Northern Light: What is your response to recent controversy surrounding your letter to the university community?
Pres. Hamilton: The controversy doesn't bother me. That's what universities do – discuss controversy.
NL: Were you speaking to the university or on behalf of the university?
H: Actually, neither. The document was an editorial for The Anchorage Daily News. As I shared it early on the morning of [Sept. 11], a staff member asked if it could be sent to folks in the university. I agreed. In that sense it became TO the university. I believe the document served an important purpose early in the unfolding events in that it answered the biggest questions of the moment: What does this mean? What might we expect to happen next?
NL: Would you be willing to talk with and/ or meet the students and faculty who are in disagreement with you? Why or why not?
H: Of course. We will probably have to establish what we are in disagreement about. If they are in disagreement with what I expected to happen, we have a pretty easily graded document. I said what I thought the significance was and what might happen as a result. We may judge that from unfolding events. If we are going to debate the use of violence in the resolution of world affairs, that would be of interest. I will insist that we be civil.
NL: Do you support and/ or advocate non-violent means of retaliation?
H: I don't want to be difficult, but I have made clear in several subsequent presentations that retaliation is the wrong objective. We do not want to get adept at striking back. We ought to seek deterrence, that is, create the environment wherein no one strikes us in the first place. I fully understand that retaliation can play a large role in the establishment of deterrence. As to use of violent or non-violent measures, I don't think we should rule out either.
NL: Comment on what you think is the role of a university president in times of crisis.
H: It is true the president of a university has got to be a little careful. The role will depend upon both the nature of the event and the nature and experience of the president.”
NL: What is your take on the freedom of speech?
H: You can't go anywhere if you don't have the ability to exchange opinions. I think a university needs to be a place where we can express opinions. Speakers should be informed and rational and not make personal attacks, because it doesn't do much for the discovery of knowledge. That is covered [under the First Amendment] too, though.

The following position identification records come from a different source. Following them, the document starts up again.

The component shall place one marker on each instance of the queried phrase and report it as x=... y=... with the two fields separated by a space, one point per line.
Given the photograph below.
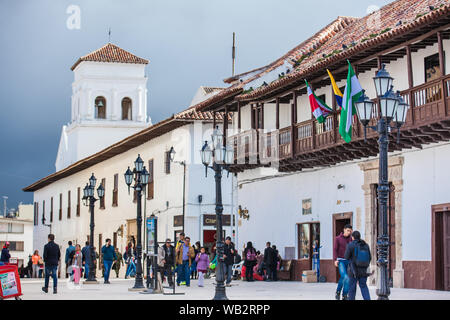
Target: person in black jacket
x=269 y=256
x=5 y=256
x=357 y=274
x=52 y=255
x=228 y=256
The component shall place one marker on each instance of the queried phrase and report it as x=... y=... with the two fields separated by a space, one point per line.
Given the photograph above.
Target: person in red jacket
x=340 y=244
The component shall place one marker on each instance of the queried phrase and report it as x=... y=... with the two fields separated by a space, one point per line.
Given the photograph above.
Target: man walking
x=52 y=254
x=5 y=253
x=166 y=257
x=69 y=256
x=185 y=254
x=86 y=252
x=228 y=256
x=179 y=243
x=358 y=255
x=108 y=256
x=268 y=261
x=117 y=264
x=340 y=245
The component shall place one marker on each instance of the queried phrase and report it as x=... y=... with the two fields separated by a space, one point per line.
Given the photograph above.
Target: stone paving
x=118 y=290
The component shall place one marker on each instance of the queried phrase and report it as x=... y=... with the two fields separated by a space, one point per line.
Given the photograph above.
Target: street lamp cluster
x=89 y=200
x=393 y=108
x=218 y=157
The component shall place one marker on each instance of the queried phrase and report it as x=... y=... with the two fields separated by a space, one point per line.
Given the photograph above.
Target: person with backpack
x=108 y=256
x=359 y=257
x=86 y=253
x=340 y=245
x=69 y=256
x=249 y=261
x=228 y=256
x=52 y=254
x=202 y=260
x=128 y=256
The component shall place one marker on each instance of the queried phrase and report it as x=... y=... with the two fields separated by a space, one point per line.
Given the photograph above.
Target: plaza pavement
x=118 y=290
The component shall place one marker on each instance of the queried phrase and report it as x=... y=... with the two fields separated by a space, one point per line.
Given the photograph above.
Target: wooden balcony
x=319 y=145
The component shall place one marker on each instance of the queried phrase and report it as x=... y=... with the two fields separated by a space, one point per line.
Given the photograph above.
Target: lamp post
x=393 y=108
x=218 y=158
x=183 y=163
x=141 y=176
x=89 y=200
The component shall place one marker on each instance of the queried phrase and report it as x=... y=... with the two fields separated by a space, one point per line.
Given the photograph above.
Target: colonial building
x=109 y=103
x=178 y=192
x=301 y=183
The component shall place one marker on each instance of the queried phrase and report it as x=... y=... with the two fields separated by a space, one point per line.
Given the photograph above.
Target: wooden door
x=446 y=250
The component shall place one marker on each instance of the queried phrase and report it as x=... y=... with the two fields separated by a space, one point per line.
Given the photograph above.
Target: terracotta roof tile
x=367 y=31
x=111 y=53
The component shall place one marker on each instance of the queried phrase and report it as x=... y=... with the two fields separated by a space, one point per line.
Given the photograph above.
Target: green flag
x=353 y=91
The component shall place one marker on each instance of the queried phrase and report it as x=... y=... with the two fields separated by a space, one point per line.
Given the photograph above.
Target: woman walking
x=77 y=264
x=249 y=261
x=35 y=259
x=129 y=255
x=202 y=261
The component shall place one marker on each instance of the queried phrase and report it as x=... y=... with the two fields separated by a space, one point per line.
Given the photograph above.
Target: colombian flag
x=318 y=108
x=337 y=93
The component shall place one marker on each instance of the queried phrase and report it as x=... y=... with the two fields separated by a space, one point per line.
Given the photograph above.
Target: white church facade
x=178 y=193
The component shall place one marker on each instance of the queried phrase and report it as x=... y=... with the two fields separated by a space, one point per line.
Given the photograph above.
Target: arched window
x=100 y=108
x=126 y=109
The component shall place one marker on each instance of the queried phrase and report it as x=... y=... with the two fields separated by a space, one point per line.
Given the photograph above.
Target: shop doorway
x=308 y=237
x=441 y=246
x=340 y=220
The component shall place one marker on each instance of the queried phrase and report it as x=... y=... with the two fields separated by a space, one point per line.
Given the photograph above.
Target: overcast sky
x=188 y=43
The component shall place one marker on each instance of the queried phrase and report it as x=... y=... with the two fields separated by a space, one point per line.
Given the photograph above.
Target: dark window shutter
x=150 y=186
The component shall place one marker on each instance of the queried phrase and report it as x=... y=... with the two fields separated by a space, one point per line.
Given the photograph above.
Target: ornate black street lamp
x=393 y=108
x=89 y=200
x=141 y=176
x=220 y=158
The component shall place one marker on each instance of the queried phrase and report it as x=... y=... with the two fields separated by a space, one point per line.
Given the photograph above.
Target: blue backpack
x=362 y=255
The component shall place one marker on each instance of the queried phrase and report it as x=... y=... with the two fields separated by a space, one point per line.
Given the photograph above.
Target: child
x=202 y=260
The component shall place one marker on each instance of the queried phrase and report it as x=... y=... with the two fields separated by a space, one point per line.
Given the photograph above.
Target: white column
x=140 y=104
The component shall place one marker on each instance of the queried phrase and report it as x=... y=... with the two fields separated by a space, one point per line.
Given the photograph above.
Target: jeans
x=362 y=285
x=184 y=272
x=86 y=270
x=343 y=283
x=107 y=265
x=228 y=271
x=53 y=271
x=131 y=268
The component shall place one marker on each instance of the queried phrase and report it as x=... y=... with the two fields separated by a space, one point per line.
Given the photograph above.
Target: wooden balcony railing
x=429 y=103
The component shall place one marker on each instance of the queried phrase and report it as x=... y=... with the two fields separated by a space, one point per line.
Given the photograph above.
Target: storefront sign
x=306 y=206
x=210 y=220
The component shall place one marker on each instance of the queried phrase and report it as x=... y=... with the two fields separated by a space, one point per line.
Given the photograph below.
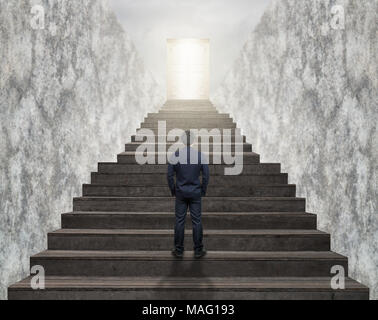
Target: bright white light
x=188 y=64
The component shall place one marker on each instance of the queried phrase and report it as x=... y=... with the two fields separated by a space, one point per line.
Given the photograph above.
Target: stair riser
x=156 y=131
x=186 y=294
x=213 y=243
x=210 y=147
x=116 y=168
x=114 y=267
x=266 y=221
x=161 y=180
x=210 y=139
x=189 y=108
x=208 y=205
x=247 y=159
x=186 y=116
x=241 y=191
x=196 y=123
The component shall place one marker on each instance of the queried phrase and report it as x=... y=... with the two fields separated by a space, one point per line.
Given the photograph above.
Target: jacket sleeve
x=205 y=175
x=171 y=180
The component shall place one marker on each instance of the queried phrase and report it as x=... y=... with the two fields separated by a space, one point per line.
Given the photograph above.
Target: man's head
x=188 y=138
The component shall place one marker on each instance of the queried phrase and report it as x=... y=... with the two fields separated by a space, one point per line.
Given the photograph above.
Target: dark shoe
x=200 y=254
x=177 y=254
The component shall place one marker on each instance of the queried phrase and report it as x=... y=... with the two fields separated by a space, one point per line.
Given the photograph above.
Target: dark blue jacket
x=188 y=170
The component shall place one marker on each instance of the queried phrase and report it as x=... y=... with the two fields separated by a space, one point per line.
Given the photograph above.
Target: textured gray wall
x=70 y=95
x=306 y=95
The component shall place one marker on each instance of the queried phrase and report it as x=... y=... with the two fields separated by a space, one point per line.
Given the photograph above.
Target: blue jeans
x=195 y=208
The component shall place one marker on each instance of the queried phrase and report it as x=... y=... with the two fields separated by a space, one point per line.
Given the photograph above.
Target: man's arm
x=205 y=175
x=171 y=180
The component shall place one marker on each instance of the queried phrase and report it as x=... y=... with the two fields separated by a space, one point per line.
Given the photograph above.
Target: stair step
x=195 y=123
x=172 y=289
x=219 y=131
x=248 y=169
x=162 y=263
x=190 y=116
x=209 y=139
x=214 y=240
x=209 y=204
x=245 y=147
x=248 y=157
x=161 y=180
x=213 y=191
x=166 y=220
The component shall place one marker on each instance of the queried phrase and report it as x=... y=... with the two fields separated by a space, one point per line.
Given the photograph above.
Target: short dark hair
x=188 y=138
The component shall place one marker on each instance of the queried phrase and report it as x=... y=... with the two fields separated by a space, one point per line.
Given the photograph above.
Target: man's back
x=190 y=164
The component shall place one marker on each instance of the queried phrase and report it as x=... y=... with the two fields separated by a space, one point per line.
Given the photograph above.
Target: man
x=187 y=165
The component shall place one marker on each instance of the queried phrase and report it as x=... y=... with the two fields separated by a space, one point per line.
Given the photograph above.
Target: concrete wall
x=306 y=95
x=71 y=95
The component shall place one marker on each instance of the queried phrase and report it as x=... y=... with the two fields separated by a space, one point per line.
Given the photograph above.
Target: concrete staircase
x=116 y=244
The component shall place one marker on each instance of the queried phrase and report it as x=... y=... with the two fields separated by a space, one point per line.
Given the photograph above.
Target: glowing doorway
x=188 y=69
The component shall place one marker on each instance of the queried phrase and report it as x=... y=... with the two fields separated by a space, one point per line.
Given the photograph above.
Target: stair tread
x=203 y=214
x=211 y=255
x=194 y=283
x=259 y=232
x=281 y=185
x=207 y=198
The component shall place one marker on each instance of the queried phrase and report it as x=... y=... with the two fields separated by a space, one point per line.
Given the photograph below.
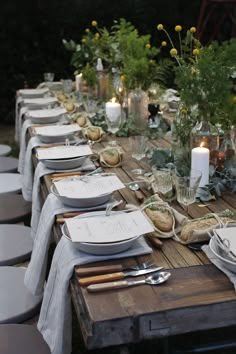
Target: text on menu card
x=113 y=228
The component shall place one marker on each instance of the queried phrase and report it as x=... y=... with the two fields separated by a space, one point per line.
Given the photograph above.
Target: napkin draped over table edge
x=55 y=315
x=217 y=262
x=42 y=170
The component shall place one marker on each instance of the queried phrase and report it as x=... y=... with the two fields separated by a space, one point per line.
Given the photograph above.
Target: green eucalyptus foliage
x=206 y=83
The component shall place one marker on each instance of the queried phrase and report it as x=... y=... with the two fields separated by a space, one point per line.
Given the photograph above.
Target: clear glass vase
x=138 y=107
x=205 y=134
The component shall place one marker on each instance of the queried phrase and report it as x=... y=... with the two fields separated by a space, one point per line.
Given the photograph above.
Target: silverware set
x=110 y=277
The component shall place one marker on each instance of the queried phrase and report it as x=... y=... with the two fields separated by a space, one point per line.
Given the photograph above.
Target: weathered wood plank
x=189 y=301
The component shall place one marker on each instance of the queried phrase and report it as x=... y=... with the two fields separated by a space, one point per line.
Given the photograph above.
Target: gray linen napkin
x=27 y=186
x=55 y=315
x=18 y=114
x=42 y=170
x=21 y=163
x=232 y=276
x=35 y=273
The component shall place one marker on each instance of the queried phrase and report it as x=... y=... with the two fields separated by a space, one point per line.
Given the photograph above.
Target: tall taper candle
x=200 y=162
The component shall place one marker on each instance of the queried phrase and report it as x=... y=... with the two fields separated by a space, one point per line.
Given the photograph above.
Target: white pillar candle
x=200 y=162
x=113 y=110
x=78 y=79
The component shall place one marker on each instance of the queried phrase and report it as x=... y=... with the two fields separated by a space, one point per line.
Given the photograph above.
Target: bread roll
x=162 y=219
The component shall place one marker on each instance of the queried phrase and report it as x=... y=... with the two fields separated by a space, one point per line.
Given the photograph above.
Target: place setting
x=222 y=250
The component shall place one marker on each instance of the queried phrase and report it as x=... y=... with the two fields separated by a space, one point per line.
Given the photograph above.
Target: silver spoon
x=135 y=188
x=154 y=279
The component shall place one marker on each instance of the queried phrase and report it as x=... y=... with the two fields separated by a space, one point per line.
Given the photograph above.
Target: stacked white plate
x=46 y=116
x=33 y=93
x=77 y=202
x=86 y=191
x=225 y=253
x=41 y=102
x=64 y=157
x=106 y=248
x=57 y=133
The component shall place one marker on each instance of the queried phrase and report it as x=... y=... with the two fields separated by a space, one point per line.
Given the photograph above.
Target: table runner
x=219 y=264
x=55 y=315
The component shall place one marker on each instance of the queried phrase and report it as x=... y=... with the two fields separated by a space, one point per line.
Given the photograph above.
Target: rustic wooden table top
x=197 y=296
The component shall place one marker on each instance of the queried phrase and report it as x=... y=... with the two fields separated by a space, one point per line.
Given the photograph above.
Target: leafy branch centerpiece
x=129 y=59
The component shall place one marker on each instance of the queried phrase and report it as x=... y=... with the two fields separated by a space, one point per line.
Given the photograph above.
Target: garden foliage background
x=31 y=33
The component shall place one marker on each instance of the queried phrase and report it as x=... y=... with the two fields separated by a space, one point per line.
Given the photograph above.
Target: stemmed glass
x=186 y=188
x=48 y=77
x=163 y=182
x=137 y=146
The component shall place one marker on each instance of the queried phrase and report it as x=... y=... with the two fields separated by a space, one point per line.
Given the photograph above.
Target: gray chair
x=22 y=339
x=15 y=244
x=10 y=183
x=5 y=150
x=8 y=164
x=14 y=209
x=17 y=304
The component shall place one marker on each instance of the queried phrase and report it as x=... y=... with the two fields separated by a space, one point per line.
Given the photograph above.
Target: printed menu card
x=63 y=152
x=106 y=229
x=88 y=187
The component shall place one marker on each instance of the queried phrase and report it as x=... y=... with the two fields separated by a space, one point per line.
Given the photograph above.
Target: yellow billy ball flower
x=178 y=28
x=193 y=29
x=173 y=52
x=160 y=27
x=196 y=52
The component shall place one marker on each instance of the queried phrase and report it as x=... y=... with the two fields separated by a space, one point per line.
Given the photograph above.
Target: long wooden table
x=197 y=296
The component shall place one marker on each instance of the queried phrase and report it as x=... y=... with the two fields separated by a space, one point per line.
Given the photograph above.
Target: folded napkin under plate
x=55 y=315
x=35 y=273
x=42 y=170
x=219 y=264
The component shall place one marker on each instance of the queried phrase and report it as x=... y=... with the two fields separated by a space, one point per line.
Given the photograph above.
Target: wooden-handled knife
x=116 y=276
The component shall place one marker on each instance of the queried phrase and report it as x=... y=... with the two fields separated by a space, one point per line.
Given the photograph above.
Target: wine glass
x=48 y=77
x=113 y=116
x=163 y=182
x=186 y=188
x=137 y=146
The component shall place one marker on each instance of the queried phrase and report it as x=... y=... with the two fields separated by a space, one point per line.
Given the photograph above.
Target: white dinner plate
x=33 y=93
x=100 y=248
x=46 y=116
x=65 y=164
x=82 y=202
x=230 y=265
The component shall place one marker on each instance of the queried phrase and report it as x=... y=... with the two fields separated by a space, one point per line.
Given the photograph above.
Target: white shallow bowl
x=55 y=138
x=33 y=93
x=230 y=265
x=82 y=202
x=46 y=116
x=65 y=164
x=101 y=249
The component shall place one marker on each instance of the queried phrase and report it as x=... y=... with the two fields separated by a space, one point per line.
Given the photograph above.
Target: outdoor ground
x=7 y=137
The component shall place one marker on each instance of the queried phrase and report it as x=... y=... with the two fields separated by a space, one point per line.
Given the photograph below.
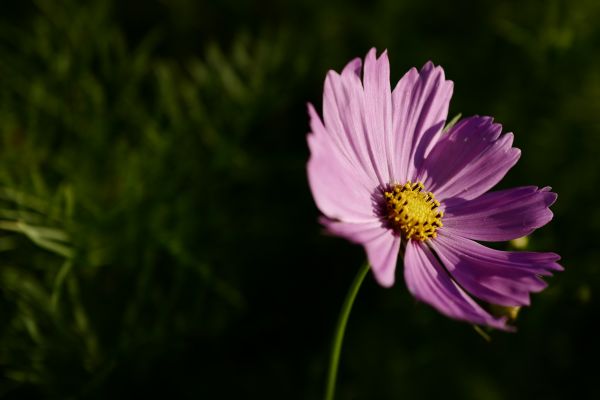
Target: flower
x=387 y=175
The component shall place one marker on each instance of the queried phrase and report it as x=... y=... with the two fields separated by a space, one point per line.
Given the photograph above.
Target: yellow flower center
x=413 y=212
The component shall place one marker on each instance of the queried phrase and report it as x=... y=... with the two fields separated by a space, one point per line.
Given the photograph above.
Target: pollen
x=412 y=211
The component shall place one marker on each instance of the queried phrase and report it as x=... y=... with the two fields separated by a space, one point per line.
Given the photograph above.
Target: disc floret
x=412 y=211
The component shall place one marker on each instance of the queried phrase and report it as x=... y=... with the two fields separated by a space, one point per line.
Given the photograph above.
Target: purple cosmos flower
x=386 y=175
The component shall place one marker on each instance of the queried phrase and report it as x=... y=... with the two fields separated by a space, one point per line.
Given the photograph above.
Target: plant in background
x=387 y=175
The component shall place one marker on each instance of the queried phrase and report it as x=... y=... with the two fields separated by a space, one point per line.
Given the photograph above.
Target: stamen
x=412 y=211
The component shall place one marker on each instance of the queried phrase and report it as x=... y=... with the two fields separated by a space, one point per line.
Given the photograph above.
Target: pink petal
x=381 y=245
x=420 y=108
x=340 y=190
x=358 y=119
x=498 y=277
x=469 y=160
x=427 y=280
x=502 y=215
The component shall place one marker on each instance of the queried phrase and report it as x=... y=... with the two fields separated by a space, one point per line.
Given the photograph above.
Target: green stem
x=336 y=347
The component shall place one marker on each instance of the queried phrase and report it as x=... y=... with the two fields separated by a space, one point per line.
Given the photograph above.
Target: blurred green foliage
x=157 y=235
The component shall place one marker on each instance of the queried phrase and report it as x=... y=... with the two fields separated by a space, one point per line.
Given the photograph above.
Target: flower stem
x=338 y=338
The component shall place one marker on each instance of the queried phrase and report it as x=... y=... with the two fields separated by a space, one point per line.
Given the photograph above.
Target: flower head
x=387 y=176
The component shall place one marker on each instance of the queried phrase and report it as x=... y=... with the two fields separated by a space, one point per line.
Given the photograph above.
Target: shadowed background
x=158 y=237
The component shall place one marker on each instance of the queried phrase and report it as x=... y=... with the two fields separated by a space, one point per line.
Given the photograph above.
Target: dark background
x=157 y=233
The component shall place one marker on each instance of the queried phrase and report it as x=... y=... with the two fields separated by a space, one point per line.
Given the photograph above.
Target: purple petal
x=381 y=246
x=502 y=215
x=359 y=119
x=469 y=160
x=420 y=108
x=340 y=190
x=498 y=277
x=427 y=280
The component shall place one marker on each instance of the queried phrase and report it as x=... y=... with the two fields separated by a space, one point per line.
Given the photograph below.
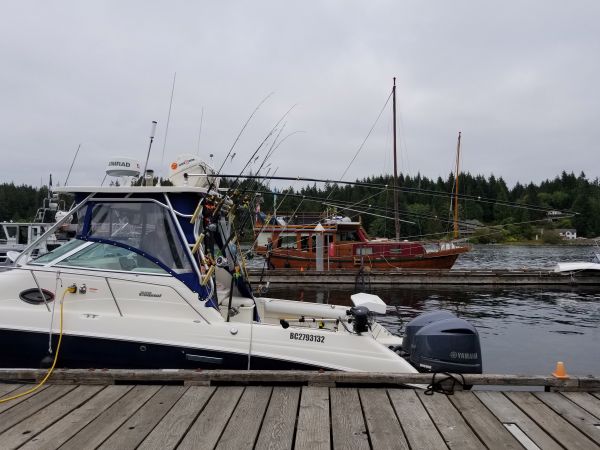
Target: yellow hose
x=35 y=388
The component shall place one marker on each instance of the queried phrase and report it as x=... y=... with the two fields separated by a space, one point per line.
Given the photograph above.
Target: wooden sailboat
x=294 y=245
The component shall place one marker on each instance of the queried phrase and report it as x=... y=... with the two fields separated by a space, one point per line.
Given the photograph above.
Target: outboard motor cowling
x=450 y=345
x=419 y=322
x=361 y=319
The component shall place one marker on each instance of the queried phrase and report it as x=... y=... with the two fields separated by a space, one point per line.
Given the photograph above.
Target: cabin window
x=110 y=257
x=23 y=237
x=304 y=242
x=288 y=241
x=144 y=226
x=348 y=236
x=11 y=231
x=58 y=252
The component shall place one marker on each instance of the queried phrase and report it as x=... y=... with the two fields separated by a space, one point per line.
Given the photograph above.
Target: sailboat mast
x=456 y=188
x=395 y=180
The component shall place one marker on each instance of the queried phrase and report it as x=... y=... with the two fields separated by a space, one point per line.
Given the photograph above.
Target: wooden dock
x=302 y=410
x=527 y=277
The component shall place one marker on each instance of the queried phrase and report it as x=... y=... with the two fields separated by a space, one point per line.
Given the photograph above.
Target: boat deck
x=529 y=277
x=317 y=414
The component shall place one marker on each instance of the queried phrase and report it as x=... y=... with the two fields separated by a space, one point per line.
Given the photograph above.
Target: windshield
x=58 y=252
x=144 y=226
x=110 y=257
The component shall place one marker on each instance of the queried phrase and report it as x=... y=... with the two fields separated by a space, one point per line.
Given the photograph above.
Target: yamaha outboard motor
x=419 y=322
x=360 y=320
x=443 y=344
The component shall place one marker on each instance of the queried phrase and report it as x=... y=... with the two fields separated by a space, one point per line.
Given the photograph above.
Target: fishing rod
x=344 y=205
x=401 y=189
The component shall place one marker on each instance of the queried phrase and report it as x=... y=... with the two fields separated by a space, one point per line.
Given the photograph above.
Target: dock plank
x=31 y=405
x=140 y=424
x=313 y=419
x=242 y=429
x=585 y=400
x=61 y=431
x=487 y=426
x=206 y=430
x=277 y=431
x=449 y=422
x=561 y=430
x=418 y=427
x=383 y=425
x=348 y=427
x=6 y=389
x=112 y=418
x=171 y=429
x=24 y=388
x=33 y=425
x=508 y=413
x=575 y=415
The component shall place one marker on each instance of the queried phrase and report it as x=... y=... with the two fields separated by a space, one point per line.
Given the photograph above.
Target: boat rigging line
x=162 y=159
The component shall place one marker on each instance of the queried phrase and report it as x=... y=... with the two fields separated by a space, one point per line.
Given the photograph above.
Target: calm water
x=522 y=330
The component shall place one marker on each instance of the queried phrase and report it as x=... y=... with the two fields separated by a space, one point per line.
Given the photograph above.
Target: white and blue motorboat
x=153 y=280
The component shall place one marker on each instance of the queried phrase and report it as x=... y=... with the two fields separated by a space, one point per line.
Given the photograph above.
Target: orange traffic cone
x=560 y=371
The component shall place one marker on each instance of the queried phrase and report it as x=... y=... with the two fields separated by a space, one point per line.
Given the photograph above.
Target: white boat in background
x=593 y=265
x=16 y=236
x=154 y=279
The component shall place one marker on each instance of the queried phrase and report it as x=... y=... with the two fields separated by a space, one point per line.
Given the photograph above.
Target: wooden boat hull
x=443 y=259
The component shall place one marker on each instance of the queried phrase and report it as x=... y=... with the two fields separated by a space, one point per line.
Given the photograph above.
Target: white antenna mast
x=152 y=131
x=72 y=162
x=200 y=132
x=162 y=160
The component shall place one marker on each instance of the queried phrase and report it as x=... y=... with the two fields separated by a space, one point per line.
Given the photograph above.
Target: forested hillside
x=491 y=210
x=19 y=203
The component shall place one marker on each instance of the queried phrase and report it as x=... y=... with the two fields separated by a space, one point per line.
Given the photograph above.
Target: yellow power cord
x=35 y=388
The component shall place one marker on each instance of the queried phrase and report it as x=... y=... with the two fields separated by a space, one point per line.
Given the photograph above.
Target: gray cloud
x=517 y=78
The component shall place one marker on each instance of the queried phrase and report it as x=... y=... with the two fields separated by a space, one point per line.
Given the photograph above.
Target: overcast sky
x=518 y=78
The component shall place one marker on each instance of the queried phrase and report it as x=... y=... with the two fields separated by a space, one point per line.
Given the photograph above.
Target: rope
x=436 y=385
x=35 y=388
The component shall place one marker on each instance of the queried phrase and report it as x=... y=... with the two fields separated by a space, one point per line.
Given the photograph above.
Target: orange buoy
x=560 y=371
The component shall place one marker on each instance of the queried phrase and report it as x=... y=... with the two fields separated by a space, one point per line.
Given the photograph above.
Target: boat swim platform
x=529 y=277
x=125 y=409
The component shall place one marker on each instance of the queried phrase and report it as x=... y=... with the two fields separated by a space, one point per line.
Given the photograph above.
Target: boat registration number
x=307 y=337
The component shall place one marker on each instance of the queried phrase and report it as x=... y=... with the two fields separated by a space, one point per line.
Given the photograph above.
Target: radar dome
x=123 y=167
x=190 y=170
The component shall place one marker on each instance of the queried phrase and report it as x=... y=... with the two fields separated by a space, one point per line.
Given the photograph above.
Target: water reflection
x=523 y=330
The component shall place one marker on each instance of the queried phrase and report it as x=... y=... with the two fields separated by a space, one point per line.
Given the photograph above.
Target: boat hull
x=443 y=259
x=27 y=349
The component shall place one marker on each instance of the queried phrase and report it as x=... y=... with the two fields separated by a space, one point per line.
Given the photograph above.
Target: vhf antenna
x=152 y=131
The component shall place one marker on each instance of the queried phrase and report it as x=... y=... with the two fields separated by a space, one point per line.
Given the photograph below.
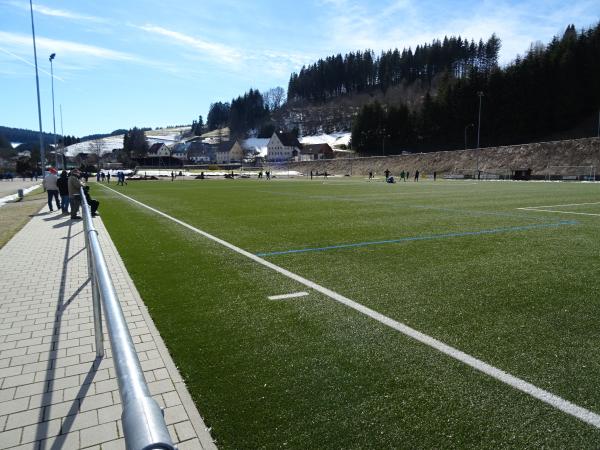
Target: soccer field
x=438 y=314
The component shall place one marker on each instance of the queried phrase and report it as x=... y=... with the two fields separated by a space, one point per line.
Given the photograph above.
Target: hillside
x=537 y=157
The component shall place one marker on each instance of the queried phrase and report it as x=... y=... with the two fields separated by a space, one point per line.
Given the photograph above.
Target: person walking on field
x=49 y=184
x=63 y=190
x=75 y=193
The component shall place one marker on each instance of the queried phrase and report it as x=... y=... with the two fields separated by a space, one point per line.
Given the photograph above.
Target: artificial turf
x=522 y=295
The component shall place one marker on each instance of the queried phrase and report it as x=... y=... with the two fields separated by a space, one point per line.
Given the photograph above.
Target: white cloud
x=65 y=48
x=403 y=23
x=26 y=62
x=211 y=49
x=44 y=10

Student petitioners presented UAA Chancellor Lee Gorsuch with hundreds of signed petitions at the teach-in on Oct. 11. Hamilton, whose office is in Fairbanks, has made no indication that he will meet with petitioners to talk about this issue. Teach-ins that address the repercussions of the events on Sept. 11 are still taking place. An all-day teach-in discussing various subjects from Islam to terrorism will be held Oct. 27 at the Campus Center.